Azoreans A-whalin’

There was more to successful whaling than hunting and killing as many whales as possible. To maximize profits, whaling merchants had to maximize capacity and minimize costs. They achieved the former by building ever larger vessels with ever larger holds, and by keeping their crews at sea until the holds were full; they achieved the latter by purchasing the least expensive provisions they could find, and by paying their crews as little as possible. Provisions could be purchased along the way, at any number of ports along either side of the Atlantic, but filling out a crew required more ingenuity.

For many years on Long Island and Nantucket there had been more than enough men willing to join whaling ships. But as the whaling industry expanded, there was a shortage of crew. The lay system, in which each crew member received a share of the profit, expressed as a fraction, had been effective for decades, rewarding sailors with good pay. But in the 1800s, as whaling voyages grew longer and more dangerous, the pay disparity grew as well. A captain’s lay was roughly 1/15th or 1/18th in 1800, but would grow to 1/12th or even 1/8th by midcentury, while an officer’s lay would grow from 1/27th to as much as 1/20th. Common sailors and greenhands, however, saw their lays drop from 1/75th or 1/100th to 1/175th or even 1/200th. The system continued to attract American officers, but it was no longer sufficient to lure large numbers of American sailors, who could find safer work with better pay onshore, or in other fishing industries where the voyages were shorter and the prey less deadly, while the more adventurous among them were drawn to the western frontier.

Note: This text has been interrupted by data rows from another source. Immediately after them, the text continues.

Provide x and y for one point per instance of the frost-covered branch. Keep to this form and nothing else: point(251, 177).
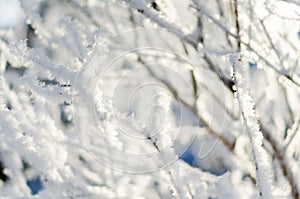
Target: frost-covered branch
point(261, 159)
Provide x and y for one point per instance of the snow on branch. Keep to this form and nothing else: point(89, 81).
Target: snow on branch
point(247, 107)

Whaling merchants were increasingly compelled to resort to shady practices to man their vessels. They placed misleading advertisements and offered signing bonuses that later turned out be advances against wages. And they hired agents — “landsharks,” as they came to be known — who, for a percentage, would find new ways to cajole, persuade, and deceive men into signing on. Some plied men with liquor and opium and even kidnapped them to get them aboard. The industry could no longer attract experienced sailors; they had to settle for greenhands, and they took what they could get — derelicts, drunkards, and the down-and-out.

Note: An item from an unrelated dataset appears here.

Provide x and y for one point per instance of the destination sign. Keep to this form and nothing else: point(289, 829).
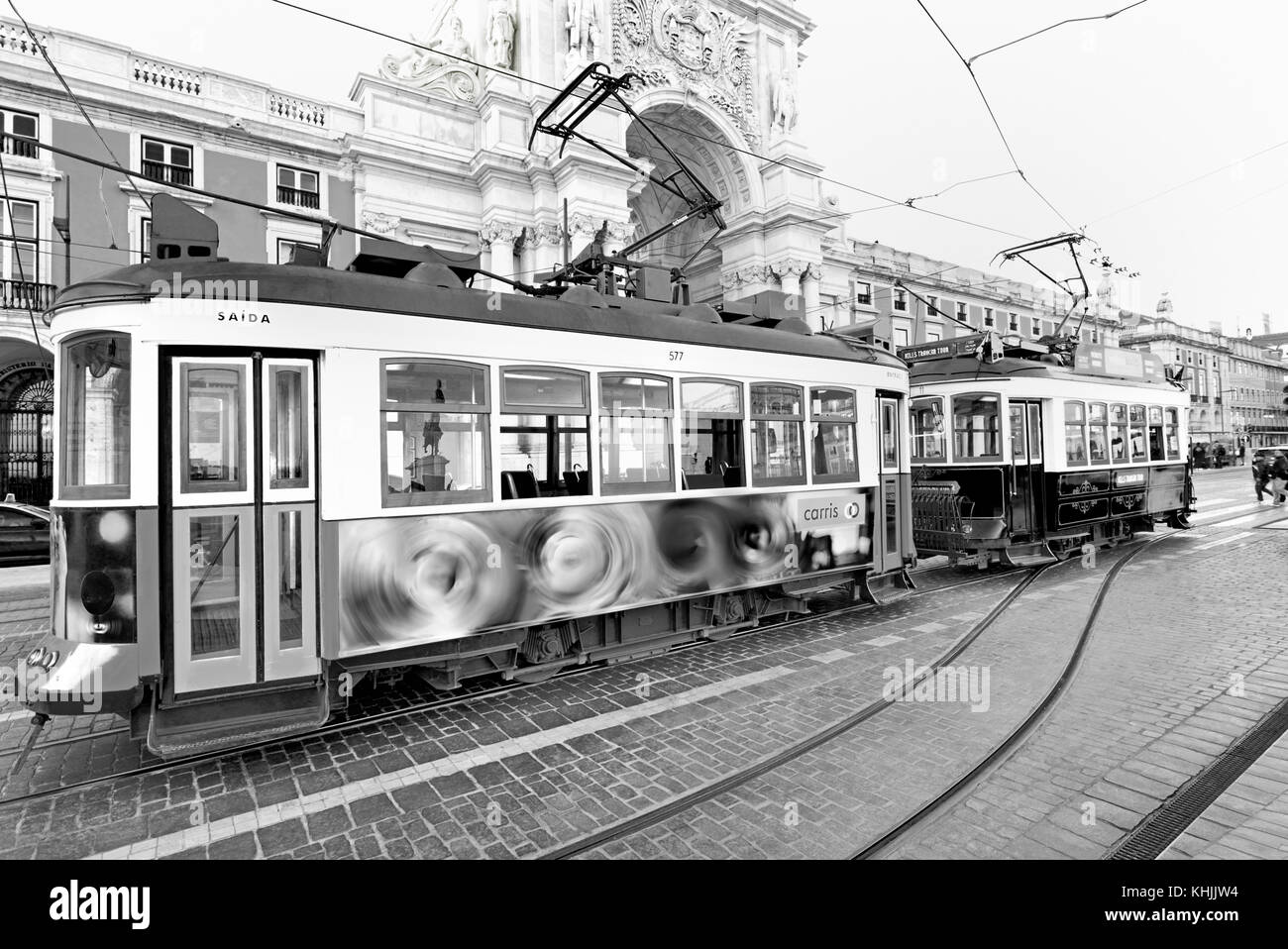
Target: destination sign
point(944, 349)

Owners and agents colluded not only to get men onto the ships but also to ensure that those men came away from the voyage with as little money as possible. The agents provided sailors with the necessary clothing, yet they charged inflated prices and provided poor-quality garments that wore out quickly, leaving mid-voyage sailors with no choice but to purchase new clothes, at even higher prices, from the ship’s store. Sailors also were required to pay for the food they ate and the medicine they used while aboard, also at greatly inflated prices. Upon returning to port after a journey of one, two, three, even four years at sea, all of these expenses were deducted from the sailor’s pay. Taking into account the length of the voyage and the expenses incurred, plus the isolation and danger of the work, the average sailor’s profit was often dismal, sometimes amounting to just twenty cents a day. Some came home in debt. Those who loved the whaling life, or felt they had no other option, might sign on for another voyage. But for the most part, only those who had an opportunity for advancement would sign on again.

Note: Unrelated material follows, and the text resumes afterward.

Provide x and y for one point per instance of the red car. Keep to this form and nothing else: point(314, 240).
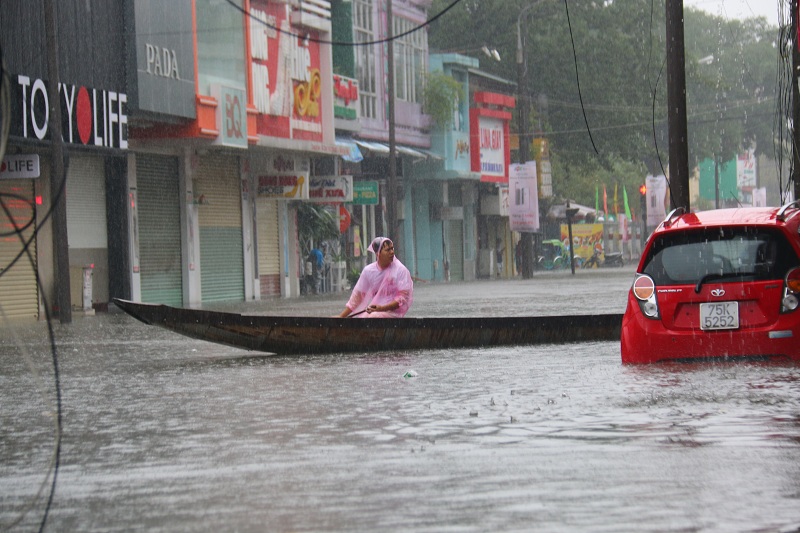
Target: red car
point(720, 284)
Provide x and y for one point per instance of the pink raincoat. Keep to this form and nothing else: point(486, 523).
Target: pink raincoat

Over time, word of the uncertain rewards of whaling spread, and the number of American men willing to ship out on whaling vessels dwindled. Immigrants, too, saw little to gain from the whaling life; once they established themselves in their adopted land, they were reluctant to depart for lengthy voyages. This left American whaling captains with plenty of officers but few sailors. They would have to search elsewhere for men to fill out their crews.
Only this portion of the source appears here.